Gorilla Shaman
Better known by its nickname, Mox Monkey, this is a creature whose 1/1 body is almost incidental to the repeatable artifact destruction stapled to it. The activated cost is the whole design: to destroy a noncreature artifact of mana value X, which means the cheaper the target, the cheaper the kill. A Mox of any kind, a Lotus Petal, a Black Lotus, anything that costs zero to cast: all fall to a single
activation, repeatable as long as the Shaman survives and the mana flows. That pricing is the structural point. The cost scales to the target rather than sitting at a flat rate, so the card is brutal against cheap mana rocks and cost-zero artifacts while being almost useless against an expensive one.
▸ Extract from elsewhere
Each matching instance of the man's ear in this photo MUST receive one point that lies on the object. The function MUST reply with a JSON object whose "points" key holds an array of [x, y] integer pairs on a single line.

It punishes a specific category of artifact (the fast-mana accelerant) harder than anything else, which is why it has lived its whole life as a hatebear against artifact-mana strategies rather than as general-purpose removal. Repeatability is the property a one-shot answer like Shatter lacks: leave the Shaman in play with a single mana up and the artifact deck simply cannot keep a zero-cost rock on the table, because every replacement gets ground off the moment it lands. It is a narrow card by construction, sharpened to a single edge, and that edge has stayed relevant precisely because the artifacts it preys on have never gone away.